Так же он отзывается о судье Улановской волости Усть-Каменогорского уезда
Марсек-бие: незаурядная личность, отлично владеет русским языком, хорошо знает
мусульманскую и русскую грамоту, знаком с бытовой жизнью русских, играет на
скрипке, гитаре и балалайке. Вообще Синьковский отмечает, что многие киргизы,
«бывая в городах и живя там, научаются игре на балалайке, песням, пляскам,
научаются также обману, лжи, привыкают к вину и табаку.

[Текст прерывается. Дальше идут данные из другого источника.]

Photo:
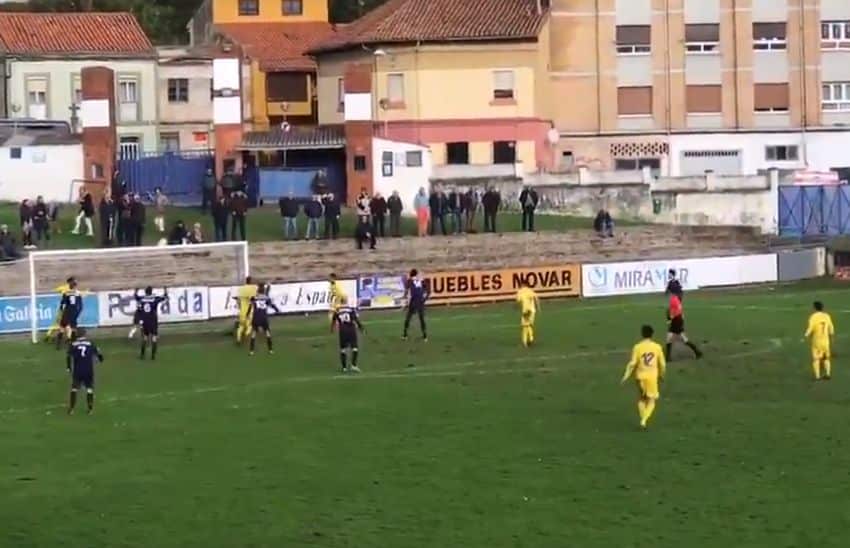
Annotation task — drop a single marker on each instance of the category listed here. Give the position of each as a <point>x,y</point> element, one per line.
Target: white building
<point>46,52</point>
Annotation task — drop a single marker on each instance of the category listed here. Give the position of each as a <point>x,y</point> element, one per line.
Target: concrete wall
<point>41,171</point>
<point>61,77</point>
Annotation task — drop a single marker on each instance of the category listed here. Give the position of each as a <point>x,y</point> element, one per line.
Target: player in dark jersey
<point>416,292</point>
<point>258,311</point>
<point>148,305</point>
<point>347,322</point>
<point>81,355</point>
<point>70,308</point>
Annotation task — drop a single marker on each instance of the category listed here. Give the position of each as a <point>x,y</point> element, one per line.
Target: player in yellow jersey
<point>54,327</point>
<point>820,334</point>
<point>243,296</point>
<point>647,366</point>
<point>529,304</point>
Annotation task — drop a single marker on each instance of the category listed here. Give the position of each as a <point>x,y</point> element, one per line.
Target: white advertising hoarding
<point>185,304</point>
<point>290,298</point>
<point>632,278</point>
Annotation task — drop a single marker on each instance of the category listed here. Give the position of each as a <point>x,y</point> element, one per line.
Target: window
<point>395,90</point>
<point>836,97</point>
<point>702,38</point>
<point>633,39</point>
<point>249,7</point>
<point>634,101</point>
<point>169,142</point>
<point>704,99</point>
<point>457,153</point>
<point>128,147</point>
<point>503,84</point>
<point>340,95</point>
<point>504,152</point>
<point>782,153</point>
<point>835,35</point>
<point>178,90</point>
<point>128,100</point>
<point>36,98</point>
<point>769,36</point>
<point>771,97</point>
<point>413,158</point>
<point>292,7</point>
<point>287,87</point>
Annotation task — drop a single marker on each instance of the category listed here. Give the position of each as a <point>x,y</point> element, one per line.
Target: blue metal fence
<point>179,174</point>
<point>814,210</point>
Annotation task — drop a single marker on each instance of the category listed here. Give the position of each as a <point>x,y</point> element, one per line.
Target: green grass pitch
<point>466,441</point>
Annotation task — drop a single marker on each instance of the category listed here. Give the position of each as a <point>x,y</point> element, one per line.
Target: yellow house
<point>274,36</point>
<point>473,87</point>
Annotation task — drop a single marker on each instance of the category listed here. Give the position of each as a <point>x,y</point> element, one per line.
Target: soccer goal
<point>124,268</point>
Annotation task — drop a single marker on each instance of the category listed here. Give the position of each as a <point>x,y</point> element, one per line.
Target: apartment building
<point>685,86</point>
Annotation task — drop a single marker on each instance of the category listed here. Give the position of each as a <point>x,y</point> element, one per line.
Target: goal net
<point>126,268</point>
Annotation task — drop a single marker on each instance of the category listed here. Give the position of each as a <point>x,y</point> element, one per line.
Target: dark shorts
<point>150,329</point>
<point>677,326</point>
<point>82,379</point>
<point>347,338</point>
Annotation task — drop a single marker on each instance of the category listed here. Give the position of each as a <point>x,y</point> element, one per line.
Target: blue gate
<point>179,174</point>
<point>814,210</point>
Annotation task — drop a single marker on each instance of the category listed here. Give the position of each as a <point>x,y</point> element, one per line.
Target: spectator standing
<point>161,202</point>
<point>332,213</point>
<point>41,222</point>
<point>491,202</point>
<point>363,211</point>
<point>528,200</point>
<point>395,207</point>
<point>208,190</point>
<point>138,218</point>
<point>421,205</point>
<point>313,211</point>
<point>106,214</point>
<point>220,213</point>
<point>238,210</point>
<point>86,214</point>
<point>289,212</point>
<point>378,208</point>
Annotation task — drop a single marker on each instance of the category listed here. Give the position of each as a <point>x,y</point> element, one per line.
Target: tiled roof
<point>297,138</point>
<point>278,46</point>
<point>63,34</point>
<point>404,21</point>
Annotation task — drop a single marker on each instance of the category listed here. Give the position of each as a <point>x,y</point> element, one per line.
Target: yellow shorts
<point>648,388</point>
<point>821,352</point>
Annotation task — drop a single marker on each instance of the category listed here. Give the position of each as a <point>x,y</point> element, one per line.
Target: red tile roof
<point>279,47</point>
<point>64,34</point>
<point>405,21</point>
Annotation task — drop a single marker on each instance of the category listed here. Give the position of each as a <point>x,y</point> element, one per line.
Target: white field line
<point>444,370</point>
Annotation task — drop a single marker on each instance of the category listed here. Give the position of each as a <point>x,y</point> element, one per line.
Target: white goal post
<point>125,268</point>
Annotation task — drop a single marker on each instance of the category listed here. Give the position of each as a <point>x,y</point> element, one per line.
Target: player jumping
<point>259,313</point>
<point>149,306</point>
<point>647,366</point>
<point>416,293</point>
<point>70,308</point>
<point>530,305</point>
<point>820,333</point>
<point>676,329</point>
<point>80,363</point>
<point>348,323</point>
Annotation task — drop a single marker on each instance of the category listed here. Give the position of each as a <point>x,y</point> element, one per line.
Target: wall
<point>227,11</point>
<point>406,180</point>
<point>44,170</point>
<point>61,75</point>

Вот только чем может
похвалиться вкусивший русской цивилизации». Специалист по истории казахов может
судить, насколько справедлив записанный этим миссионером рассказ Марсек-бия о
постепенном разложении традиционной системы судопроизводства казахов: многие
киргизы недовольны судом биев – судят то по шариату (на основе Корана), то по
адату (степному обычаю), то по личному произволу биев. Суд биев по большей
части бывает несправедлив, теперь и султаны не могут справиться, т.к. киргизы
стали непослушны, обман, плутни и воровство[13]. Противоречит многим другим высказываниям
замечание миссионера Иоанна Никольского, что казахи предпочитают наниматься на
работу к русским. Скорее всего он принял за чистую монету рассказ одного из
собеседников: «киргизу у киргиза жить плохо. Богатые киргизы не честны в плате
за работу, стараются обобрать у нашего брата бедняка и последнее, заведомо
тянут в кабалу, чтобы работать на них даром. Если заспорил или побранился с
ним, то и не живи!.. С русским же побранишься и час спустя как ни в чем не
бывало. За работу русский платит честно, да и кормит хорошо, зла не помнит и не
мстит мне, а киргиз почти никогда и добра не помнит»[14].

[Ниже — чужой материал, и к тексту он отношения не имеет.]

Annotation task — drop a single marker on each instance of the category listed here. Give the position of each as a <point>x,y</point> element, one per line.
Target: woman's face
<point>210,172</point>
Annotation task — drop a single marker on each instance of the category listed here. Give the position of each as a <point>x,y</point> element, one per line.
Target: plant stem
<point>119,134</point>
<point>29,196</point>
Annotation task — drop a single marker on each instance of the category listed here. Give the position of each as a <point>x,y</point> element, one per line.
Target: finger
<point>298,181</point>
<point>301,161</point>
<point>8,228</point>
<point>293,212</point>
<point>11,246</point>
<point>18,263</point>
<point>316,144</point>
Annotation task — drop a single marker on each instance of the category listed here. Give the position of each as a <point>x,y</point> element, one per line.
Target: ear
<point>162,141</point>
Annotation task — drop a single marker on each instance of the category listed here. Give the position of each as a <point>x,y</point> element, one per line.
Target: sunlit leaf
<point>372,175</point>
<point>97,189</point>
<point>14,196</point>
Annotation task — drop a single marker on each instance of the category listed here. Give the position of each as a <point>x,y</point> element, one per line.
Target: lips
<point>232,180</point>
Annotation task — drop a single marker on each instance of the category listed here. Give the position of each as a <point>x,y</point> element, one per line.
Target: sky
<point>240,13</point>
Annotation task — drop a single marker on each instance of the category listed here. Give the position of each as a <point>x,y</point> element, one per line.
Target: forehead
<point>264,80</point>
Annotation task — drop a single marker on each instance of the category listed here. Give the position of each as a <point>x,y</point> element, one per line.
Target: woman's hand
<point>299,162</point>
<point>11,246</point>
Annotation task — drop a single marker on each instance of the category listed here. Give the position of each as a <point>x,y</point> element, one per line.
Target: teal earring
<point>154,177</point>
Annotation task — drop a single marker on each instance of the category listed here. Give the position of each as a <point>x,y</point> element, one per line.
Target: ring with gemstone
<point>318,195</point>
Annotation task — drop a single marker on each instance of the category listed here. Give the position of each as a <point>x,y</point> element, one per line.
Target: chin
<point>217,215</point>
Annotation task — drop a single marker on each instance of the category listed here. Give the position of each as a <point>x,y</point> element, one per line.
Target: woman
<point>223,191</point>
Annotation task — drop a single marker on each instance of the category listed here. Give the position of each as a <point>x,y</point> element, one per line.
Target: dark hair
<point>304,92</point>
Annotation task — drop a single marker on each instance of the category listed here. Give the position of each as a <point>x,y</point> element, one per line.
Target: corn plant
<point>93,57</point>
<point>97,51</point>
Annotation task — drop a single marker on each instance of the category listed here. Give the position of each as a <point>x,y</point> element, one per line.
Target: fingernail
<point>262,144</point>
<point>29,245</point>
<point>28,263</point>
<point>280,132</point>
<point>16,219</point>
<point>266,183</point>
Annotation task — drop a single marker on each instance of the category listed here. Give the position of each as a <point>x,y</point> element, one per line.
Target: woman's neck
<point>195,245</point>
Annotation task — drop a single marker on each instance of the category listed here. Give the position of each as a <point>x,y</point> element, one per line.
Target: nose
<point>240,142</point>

Он записал еще один аналогичный разговор: «Это правда, что русский добрее нас,
он и обогреет, и напоит, и накормит, какой бы веры ни был человек; а наши этого
не сделают»[15]. Несмотря на очевидное намерение
видеть в крещеных только лучшие качества, Никольский был вынужден записать, что
в отсутствие миссионера Буконского стана новокрещеные «успели поссориться при
дележе покосов»[16]. Вообще в записках Никольского есть весьма
нелицеприятная характеристика отношений некрещеных казахов к миссионерам. Эти
люди нередко видели в появлении представителей церкви опасность. «Услышав о
приезде миссионера, – пишет он, – киргизы перепугались и начали варьировать эту
новость на все лады». Пошли слухи, «что я знаю наговоры, ворожбу, имею и даю
киргизам разные “приворотные снадобья”, отчего киргизы принимают крещение …

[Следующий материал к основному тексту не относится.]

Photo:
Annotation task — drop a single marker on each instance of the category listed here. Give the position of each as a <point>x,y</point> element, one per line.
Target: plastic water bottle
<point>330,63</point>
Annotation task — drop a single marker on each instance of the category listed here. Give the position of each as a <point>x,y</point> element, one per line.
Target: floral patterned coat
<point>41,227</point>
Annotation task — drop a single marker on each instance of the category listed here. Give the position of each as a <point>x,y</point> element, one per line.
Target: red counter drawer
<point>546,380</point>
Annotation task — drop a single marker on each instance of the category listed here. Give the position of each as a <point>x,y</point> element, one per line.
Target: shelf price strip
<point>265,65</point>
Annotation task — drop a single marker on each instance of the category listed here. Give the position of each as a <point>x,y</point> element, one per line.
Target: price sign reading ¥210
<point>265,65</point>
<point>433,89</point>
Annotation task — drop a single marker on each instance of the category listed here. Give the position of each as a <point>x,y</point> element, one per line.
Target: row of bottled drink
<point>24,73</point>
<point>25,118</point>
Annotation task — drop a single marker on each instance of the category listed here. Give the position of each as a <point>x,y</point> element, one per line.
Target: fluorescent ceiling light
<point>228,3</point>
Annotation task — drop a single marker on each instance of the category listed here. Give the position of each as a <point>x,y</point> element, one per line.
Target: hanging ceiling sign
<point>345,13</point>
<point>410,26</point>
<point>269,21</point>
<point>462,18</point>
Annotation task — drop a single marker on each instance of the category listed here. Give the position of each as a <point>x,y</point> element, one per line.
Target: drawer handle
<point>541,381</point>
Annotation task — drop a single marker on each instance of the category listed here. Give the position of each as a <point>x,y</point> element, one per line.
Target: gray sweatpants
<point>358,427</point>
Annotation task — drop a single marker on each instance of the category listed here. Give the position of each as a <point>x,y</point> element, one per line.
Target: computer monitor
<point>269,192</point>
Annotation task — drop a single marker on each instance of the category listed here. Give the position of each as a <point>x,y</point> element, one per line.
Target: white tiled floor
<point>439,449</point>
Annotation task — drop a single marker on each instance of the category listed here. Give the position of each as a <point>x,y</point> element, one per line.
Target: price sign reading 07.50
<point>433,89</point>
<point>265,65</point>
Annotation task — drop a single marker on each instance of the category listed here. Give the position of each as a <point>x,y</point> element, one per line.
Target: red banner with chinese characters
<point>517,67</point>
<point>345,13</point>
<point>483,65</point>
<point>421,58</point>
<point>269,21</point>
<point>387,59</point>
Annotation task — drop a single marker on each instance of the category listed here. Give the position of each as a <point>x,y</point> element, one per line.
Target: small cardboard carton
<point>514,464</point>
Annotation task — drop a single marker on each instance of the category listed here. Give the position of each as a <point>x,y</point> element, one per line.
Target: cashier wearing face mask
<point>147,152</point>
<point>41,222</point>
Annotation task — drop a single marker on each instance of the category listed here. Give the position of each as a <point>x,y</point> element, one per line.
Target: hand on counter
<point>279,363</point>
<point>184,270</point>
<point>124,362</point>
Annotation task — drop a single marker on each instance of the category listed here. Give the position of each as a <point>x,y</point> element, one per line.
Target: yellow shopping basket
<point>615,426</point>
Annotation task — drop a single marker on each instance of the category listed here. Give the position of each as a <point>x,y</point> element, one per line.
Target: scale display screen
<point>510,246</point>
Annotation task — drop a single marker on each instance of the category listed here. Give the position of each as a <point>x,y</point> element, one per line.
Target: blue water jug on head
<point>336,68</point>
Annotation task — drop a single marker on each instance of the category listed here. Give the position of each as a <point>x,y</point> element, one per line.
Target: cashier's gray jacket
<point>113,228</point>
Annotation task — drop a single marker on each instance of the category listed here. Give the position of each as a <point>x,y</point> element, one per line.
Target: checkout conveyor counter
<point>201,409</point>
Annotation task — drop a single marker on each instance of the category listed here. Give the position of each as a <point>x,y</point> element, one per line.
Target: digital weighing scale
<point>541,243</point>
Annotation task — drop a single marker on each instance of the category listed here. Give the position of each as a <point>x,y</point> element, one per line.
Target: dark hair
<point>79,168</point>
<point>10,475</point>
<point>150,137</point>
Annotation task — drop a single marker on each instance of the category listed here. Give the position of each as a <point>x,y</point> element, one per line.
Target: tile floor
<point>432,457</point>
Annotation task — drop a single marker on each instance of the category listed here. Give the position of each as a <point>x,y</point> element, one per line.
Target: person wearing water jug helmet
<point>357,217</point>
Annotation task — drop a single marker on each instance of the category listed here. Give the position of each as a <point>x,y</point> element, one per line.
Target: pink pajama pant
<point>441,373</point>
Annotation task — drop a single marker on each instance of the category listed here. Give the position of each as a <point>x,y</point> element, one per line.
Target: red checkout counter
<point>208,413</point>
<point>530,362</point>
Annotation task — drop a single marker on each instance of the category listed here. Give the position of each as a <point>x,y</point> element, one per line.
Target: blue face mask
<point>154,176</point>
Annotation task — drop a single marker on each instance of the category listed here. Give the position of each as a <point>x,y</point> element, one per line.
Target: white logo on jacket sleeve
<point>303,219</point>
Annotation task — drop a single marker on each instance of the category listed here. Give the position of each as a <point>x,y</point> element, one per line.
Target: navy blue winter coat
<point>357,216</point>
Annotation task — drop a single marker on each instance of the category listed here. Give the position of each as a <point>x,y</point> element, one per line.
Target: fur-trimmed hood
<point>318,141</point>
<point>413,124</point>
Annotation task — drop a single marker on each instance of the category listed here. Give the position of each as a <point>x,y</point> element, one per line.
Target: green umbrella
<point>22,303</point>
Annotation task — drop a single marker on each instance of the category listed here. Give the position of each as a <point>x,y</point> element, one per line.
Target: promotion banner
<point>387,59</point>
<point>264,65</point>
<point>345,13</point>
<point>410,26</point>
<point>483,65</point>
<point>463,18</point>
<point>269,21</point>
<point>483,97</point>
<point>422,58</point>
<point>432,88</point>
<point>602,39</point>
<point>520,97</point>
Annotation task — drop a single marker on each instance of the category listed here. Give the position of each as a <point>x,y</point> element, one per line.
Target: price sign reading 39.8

Само появление мое наводило на них страх, они прятались от меня, боясь, чтобы я
их не “приворожил” или не окрестил насильно»[17].
Заметим, что этот фрагмент в неопубликованном тексте записок помечен знаком,
предполагающим его вычеркивание, очевидно, при подготовке к публикации. Страх
перед миссионером объясняется, как это очевидно из того же текста, отнюдь не
его сверхъестественными способностями, а вполне прозаическими причинами. Сам
Никольский описал сцену, когда на почтовой станции ямщики-казахи не проявили
должного почтения к иконам, за что их по распоряжению миссионера «отвели к
поселковому атаману, который и посадил их под арест»[18].
В других своих записках И. Никольский рассказывает о конкретном случае конфликта
крещеных и некрещеных казахов. Один из казахов (Айтножа Елеов) начал готовиться
к крещению и был оставлен с этой целью при миссионерском стане. Стоило ему отлучиться
вместе с переводчиком и казаком, как на них напала группа родственников во
главе с отцом Айтножи. Двое из них схватили и увезли Айтножу, а остальные
принялись бить и истязать переводчика с криком «убьем его и пустим в озеро».
Присутствовавший при этом казак поднял шум и пригрозил, что за убийство
переводчика им не поздоровится, после чего казахи уехали. Миссионер признался,
что он не решился на преследование, даже с помощью станичного атамана и
казаков, и не только потому, что трудно было бы отыскать виновных в общей массе
казахов, но и потому, что можно было «встретить сильное сопротивление».
Никольский «решил все дело, не отлагая, передать на суд закона и высшей
власти», послав докладную записку семипалатинскому губернатору. По распоряжению
начальника виновные были отысканы (переводчик «вместе с управителем и
стражниками» поехал «в зимовку» и «захватил спящими» разыскиваемых), Айтножа
возвращен миссионеру и окрещен Филиппом. Затем «суд признал их виновными,
присудив к арестантским ротам всех участников». Никольский постарался выяснить
причину происшествия: «Волостной управитель … узнав, что Айтножа (Филипп)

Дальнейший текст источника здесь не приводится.